Bethany Northeast and Tom Clifford
This systematic review and meta-analysis examined the effects of creatine supplementation on recovery from exercise-induced muscle damage, and is reported according to the PRISMA guidelines. MEDLINE and SPORTDiscus were searched for articles from inception until April 2020. Inclusion criteria were adult participants (≥18 years); creatine provided before and/or after exercise versus a noncreatine comparator; measurement of muscle function recovery, muscle soreness, inflammation, myocellular protein efflux, oxidative stress; range of motion; randomized controlled trials in humans. Thirteen studies (totaling 278 participants; 235 males and 43 females; age range 20–60 years) were deemed eligible for analysis. Data extraction was performed independently by both authors. The Cochrane Collaboration Risk of Bias Tool was used to critically appraise the studies; forest plots were generated with random-effects model and standardized mean differences. Creatine supplementation did not alter muscle strength, muscle soreness, range of motion, or inflammation at each of the five follow-up times after exercise (<30 min, 24, 48, 72, and 96 hr; p > .05).
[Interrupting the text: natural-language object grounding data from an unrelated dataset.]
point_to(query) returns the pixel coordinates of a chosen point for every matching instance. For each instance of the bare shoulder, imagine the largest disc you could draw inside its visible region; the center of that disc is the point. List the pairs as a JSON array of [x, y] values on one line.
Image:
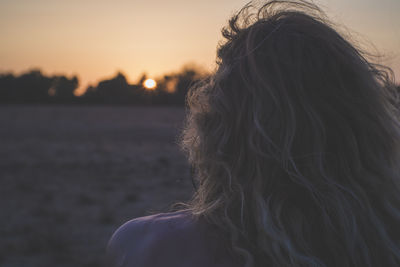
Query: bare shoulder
[[165, 239]]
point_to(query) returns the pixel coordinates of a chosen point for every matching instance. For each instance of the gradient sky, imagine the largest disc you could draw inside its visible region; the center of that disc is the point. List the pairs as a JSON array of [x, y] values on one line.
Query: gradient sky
[[96, 38]]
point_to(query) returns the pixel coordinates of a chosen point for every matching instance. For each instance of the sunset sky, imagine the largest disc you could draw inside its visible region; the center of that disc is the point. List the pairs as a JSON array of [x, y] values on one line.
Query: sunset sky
[[96, 38]]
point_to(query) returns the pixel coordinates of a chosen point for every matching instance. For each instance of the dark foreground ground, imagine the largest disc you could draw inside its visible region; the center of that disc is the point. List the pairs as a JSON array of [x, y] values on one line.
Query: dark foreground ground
[[69, 176]]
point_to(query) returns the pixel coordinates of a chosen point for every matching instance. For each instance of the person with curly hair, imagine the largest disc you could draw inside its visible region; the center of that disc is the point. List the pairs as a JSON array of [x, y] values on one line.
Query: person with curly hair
[[294, 142]]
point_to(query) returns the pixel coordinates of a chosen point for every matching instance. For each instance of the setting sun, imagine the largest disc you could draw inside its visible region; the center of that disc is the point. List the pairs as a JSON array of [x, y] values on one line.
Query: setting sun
[[150, 84]]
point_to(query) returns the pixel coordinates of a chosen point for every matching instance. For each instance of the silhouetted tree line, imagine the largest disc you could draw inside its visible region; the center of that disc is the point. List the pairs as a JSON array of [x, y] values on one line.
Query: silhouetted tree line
[[35, 87]]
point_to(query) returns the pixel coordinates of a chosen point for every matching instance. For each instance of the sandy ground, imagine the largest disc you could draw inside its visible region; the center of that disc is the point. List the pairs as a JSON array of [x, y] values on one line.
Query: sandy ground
[[69, 176]]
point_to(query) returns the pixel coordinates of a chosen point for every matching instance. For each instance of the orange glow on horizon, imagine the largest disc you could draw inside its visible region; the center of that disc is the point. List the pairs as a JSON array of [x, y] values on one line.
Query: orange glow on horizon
[[150, 84]]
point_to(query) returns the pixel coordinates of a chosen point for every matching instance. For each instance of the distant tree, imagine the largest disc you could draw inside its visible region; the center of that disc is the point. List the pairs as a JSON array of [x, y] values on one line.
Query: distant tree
[[114, 91], [62, 89], [34, 87]]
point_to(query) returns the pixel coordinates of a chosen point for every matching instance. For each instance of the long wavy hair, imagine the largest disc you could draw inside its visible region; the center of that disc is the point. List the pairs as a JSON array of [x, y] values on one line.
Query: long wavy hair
[[294, 140]]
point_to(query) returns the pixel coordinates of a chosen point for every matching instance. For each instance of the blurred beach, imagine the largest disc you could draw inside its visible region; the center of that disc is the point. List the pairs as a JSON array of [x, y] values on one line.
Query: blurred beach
[[71, 175]]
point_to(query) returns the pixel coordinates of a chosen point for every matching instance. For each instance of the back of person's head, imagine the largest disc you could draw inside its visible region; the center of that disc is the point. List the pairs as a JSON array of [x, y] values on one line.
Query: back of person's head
[[295, 143]]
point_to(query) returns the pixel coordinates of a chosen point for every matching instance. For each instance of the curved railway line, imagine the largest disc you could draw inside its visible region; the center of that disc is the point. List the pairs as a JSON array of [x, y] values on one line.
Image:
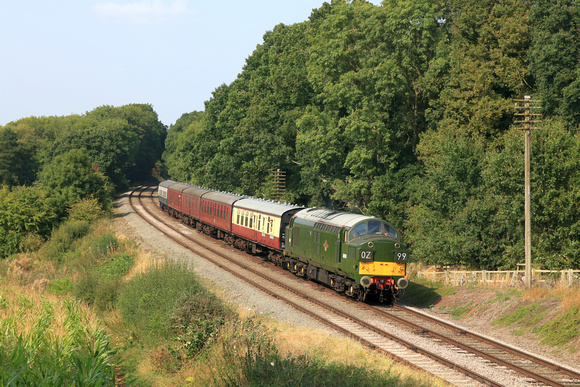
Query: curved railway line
[[534, 370]]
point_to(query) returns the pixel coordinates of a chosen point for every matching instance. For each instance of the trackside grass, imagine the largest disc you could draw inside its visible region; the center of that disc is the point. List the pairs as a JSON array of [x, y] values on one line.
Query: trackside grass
[[88, 308], [45, 340]]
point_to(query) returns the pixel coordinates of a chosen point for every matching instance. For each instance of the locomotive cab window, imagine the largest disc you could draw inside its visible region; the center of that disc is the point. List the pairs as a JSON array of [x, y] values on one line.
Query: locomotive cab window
[[359, 230]]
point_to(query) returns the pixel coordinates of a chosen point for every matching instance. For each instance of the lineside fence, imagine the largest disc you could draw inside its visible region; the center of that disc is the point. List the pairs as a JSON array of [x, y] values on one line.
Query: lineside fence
[[503, 278]]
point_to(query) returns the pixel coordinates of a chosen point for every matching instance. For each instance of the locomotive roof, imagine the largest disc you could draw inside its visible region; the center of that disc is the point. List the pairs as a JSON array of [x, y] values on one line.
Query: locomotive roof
[[166, 183], [221, 197], [265, 206], [334, 218]]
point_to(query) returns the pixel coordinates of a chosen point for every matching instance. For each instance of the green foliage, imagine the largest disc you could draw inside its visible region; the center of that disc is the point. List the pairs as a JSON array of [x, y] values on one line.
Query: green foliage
[[16, 160], [70, 178], [117, 266], [82, 355], [24, 211], [149, 300], [261, 364], [63, 239], [88, 209], [60, 286], [555, 57], [527, 315]]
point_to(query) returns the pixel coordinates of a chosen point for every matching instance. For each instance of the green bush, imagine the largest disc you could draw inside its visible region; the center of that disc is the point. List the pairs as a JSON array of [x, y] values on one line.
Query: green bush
[[148, 301], [63, 239], [88, 209], [197, 321], [117, 266]]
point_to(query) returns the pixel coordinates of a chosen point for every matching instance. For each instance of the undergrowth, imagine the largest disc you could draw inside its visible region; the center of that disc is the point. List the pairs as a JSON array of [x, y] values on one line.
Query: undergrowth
[[163, 326]]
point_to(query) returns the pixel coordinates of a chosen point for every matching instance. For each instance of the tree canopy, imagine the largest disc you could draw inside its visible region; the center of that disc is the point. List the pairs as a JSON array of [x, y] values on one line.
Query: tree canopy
[[405, 111]]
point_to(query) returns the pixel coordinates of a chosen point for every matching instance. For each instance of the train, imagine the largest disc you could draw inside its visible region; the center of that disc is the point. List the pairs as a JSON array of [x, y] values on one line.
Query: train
[[360, 256]]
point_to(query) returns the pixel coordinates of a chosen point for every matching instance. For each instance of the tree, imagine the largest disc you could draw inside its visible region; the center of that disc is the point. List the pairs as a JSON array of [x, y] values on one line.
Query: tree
[[23, 211], [70, 177], [555, 57], [16, 160]]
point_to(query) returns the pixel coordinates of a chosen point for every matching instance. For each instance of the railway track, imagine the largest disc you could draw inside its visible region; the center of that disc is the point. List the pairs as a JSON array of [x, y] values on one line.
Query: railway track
[[379, 339]]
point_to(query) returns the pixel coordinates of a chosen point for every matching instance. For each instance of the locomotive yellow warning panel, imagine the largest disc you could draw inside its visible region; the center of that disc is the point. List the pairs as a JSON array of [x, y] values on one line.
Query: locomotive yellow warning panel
[[382, 268]]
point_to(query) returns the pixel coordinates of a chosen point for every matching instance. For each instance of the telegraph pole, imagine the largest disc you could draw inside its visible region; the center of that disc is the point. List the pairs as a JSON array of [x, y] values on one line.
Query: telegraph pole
[[280, 183], [528, 122]]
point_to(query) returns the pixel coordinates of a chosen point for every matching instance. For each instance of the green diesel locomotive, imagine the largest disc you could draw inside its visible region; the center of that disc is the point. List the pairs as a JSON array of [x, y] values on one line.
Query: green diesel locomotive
[[355, 254]]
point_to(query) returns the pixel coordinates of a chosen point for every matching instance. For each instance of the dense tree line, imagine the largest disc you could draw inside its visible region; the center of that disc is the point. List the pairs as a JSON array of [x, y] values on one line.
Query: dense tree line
[[405, 111], [47, 164]]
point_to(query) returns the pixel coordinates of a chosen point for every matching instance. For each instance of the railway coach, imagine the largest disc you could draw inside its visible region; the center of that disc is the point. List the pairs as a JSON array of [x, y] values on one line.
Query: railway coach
[[354, 254]]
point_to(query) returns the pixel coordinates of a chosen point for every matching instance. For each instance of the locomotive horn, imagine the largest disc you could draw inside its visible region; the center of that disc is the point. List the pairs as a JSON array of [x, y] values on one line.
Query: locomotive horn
[[365, 281]]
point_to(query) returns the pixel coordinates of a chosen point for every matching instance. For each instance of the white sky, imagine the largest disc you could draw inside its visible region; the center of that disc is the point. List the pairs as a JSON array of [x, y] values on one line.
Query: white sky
[[64, 57]]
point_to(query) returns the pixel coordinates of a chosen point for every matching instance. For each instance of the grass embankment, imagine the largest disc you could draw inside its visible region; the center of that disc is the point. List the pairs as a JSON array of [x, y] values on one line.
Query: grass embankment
[[551, 315], [88, 308]]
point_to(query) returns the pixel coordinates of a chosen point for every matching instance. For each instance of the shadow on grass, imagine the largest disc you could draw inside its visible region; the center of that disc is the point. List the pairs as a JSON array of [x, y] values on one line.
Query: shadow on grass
[[425, 295]]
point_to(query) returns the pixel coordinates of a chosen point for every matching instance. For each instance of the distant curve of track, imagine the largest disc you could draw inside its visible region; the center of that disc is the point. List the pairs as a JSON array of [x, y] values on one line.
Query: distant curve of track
[[543, 372]]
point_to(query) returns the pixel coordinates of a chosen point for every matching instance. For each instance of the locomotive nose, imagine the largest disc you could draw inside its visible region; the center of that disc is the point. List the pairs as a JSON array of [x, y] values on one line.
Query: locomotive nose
[[402, 283]]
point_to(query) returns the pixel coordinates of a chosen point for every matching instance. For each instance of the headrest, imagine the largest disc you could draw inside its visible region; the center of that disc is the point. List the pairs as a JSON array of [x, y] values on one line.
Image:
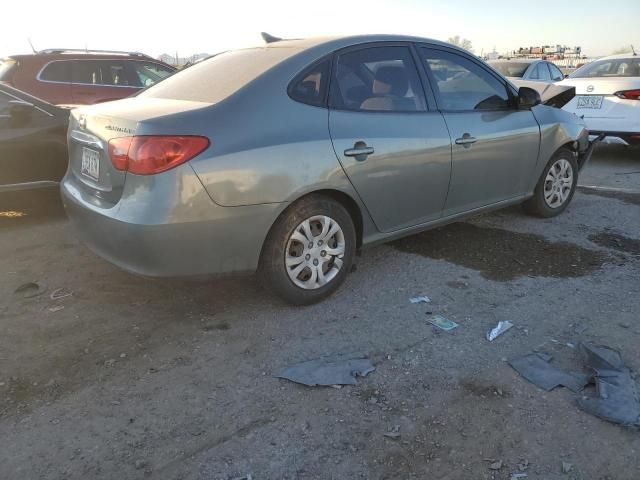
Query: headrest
[[391, 81]]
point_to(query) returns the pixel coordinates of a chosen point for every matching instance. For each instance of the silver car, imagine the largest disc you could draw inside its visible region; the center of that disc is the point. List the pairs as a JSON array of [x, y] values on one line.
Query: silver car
[[288, 158]]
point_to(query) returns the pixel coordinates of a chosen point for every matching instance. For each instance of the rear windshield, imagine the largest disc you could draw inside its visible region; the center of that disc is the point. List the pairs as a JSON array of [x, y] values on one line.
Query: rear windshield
[[511, 69], [615, 67], [7, 66], [215, 79]]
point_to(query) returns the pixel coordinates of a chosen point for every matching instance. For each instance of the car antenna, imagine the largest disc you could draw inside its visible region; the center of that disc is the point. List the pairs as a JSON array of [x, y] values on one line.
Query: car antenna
[[269, 38], [32, 47]]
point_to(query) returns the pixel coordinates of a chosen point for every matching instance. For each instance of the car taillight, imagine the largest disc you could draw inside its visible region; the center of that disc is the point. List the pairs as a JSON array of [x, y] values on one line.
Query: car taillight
[[629, 94], [149, 154]]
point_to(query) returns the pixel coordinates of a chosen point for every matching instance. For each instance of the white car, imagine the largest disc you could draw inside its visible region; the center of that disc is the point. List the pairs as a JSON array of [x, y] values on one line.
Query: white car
[[608, 97]]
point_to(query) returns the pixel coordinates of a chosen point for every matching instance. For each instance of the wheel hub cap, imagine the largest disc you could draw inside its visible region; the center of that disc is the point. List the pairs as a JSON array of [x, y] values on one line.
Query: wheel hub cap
[[558, 183], [314, 252]]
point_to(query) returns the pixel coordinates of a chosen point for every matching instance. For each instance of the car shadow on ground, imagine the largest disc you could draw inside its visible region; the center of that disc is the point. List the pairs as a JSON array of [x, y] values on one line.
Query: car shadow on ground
[[30, 207]]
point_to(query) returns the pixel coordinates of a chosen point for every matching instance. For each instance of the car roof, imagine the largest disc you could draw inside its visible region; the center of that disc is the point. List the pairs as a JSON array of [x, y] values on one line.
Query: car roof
[[518, 60], [59, 55], [346, 40], [329, 44], [620, 55]]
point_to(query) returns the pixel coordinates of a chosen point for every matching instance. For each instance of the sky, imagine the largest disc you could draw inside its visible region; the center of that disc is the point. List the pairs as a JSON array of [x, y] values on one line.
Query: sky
[[188, 27]]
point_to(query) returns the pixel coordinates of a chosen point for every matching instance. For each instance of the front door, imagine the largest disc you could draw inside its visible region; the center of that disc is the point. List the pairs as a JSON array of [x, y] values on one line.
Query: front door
[[396, 152], [494, 145]]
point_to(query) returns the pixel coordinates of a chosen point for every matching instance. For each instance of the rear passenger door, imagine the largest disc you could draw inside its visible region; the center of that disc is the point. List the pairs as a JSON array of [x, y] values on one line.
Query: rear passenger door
[[395, 150], [97, 81], [495, 145]]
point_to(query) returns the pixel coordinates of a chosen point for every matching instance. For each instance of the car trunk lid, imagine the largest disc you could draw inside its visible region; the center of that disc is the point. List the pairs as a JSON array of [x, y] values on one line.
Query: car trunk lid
[[602, 85], [92, 127]]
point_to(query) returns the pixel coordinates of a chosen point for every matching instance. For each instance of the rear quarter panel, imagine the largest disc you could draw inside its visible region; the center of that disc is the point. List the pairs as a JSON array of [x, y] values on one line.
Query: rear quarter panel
[[557, 129], [266, 147]]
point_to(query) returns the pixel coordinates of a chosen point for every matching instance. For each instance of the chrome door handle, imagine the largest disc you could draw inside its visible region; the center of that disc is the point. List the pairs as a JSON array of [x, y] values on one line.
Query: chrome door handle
[[360, 151], [466, 140]]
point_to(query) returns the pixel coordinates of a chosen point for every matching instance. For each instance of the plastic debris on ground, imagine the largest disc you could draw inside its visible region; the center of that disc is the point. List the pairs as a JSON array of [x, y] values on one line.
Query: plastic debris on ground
[[328, 371], [29, 290], [422, 299], [617, 399], [498, 330], [59, 293], [442, 323], [567, 467], [536, 368]]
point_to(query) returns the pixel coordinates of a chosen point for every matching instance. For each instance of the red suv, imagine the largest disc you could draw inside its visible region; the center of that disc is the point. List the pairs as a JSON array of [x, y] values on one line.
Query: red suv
[[79, 77]]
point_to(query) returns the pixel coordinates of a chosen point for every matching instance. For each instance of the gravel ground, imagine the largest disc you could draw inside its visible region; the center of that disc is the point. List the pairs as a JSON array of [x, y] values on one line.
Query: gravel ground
[[139, 378]]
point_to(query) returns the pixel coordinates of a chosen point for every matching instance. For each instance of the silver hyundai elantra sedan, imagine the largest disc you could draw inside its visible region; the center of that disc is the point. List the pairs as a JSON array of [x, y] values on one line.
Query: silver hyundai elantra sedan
[[287, 158]]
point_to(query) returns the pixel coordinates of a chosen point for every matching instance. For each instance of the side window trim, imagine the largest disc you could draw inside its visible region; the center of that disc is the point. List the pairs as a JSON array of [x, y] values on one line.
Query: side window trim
[[508, 89], [364, 46]]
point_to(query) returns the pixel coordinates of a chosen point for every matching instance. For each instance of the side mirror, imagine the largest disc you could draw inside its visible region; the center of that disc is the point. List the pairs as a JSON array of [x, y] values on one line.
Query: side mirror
[[528, 97]]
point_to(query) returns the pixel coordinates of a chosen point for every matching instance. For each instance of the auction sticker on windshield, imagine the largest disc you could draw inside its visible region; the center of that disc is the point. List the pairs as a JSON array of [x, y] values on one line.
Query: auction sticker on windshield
[[590, 101], [90, 163]]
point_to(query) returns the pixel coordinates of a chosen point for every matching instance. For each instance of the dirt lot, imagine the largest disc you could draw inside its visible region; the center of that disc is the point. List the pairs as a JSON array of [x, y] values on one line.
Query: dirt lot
[[139, 378]]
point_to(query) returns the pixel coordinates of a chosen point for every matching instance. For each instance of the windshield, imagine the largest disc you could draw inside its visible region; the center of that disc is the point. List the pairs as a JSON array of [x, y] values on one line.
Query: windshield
[[7, 66], [615, 67], [215, 79], [511, 69]]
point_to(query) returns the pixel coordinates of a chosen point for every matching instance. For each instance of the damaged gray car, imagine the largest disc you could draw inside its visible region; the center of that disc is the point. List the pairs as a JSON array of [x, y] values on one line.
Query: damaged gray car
[[289, 157]]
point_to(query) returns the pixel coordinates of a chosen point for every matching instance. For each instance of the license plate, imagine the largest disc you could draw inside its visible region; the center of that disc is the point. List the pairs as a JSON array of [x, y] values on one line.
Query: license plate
[[90, 163], [590, 101]]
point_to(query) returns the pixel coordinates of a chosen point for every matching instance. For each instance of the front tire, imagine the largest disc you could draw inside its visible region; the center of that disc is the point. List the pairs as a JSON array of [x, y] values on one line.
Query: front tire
[[309, 250], [556, 186]]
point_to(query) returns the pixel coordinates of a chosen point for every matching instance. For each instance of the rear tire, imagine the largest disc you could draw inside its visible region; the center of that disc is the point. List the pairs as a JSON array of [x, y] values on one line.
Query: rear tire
[[556, 186], [309, 250]]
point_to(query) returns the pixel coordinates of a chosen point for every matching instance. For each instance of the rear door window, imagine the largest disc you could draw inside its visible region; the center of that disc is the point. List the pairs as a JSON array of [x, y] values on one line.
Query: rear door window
[[149, 73], [103, 72], [57, 72], [310, 86], [543, 72], [556, 73], [381, 79], [461, 84]]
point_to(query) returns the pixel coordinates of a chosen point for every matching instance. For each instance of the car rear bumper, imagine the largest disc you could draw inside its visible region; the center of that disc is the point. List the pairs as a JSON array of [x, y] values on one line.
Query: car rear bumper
[[617, 138], [174, 237]]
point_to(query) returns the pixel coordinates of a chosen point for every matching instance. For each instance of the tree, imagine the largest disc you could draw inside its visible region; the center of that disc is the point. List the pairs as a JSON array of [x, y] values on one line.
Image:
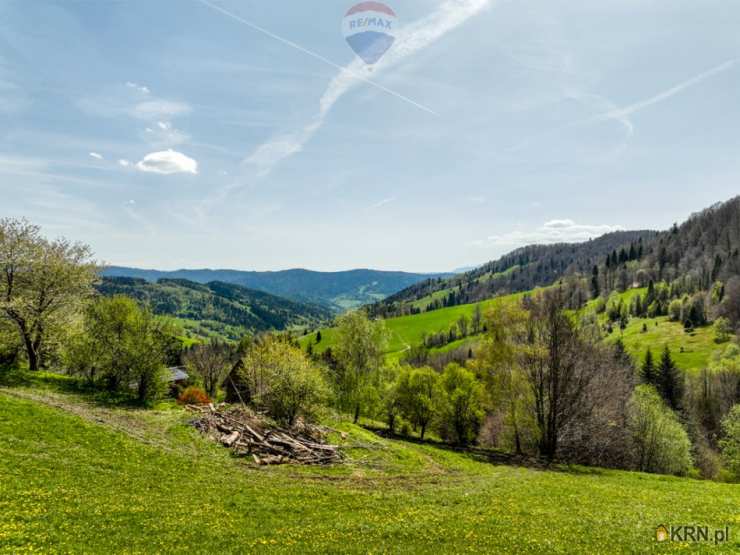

Creatine attenuated creatine kinase activity at 48-hr postexercise (standardized mean difference: −1.06; 95% confidence interval [−1.97, −0.14]; p = .02) but at no other time points. High (I2; >75%) and significant (Chi2; p < .01) heterogeneity was identified for all outcome measures at various follow-up times. In conclusion, creatine supplementation does not accelerate recovery following exercise-induced muscle damage; however, well-controlled studies with higher sample sizes are warranted to verify these conclusions. Systematic review registration (PROSPERO CRD42020178735).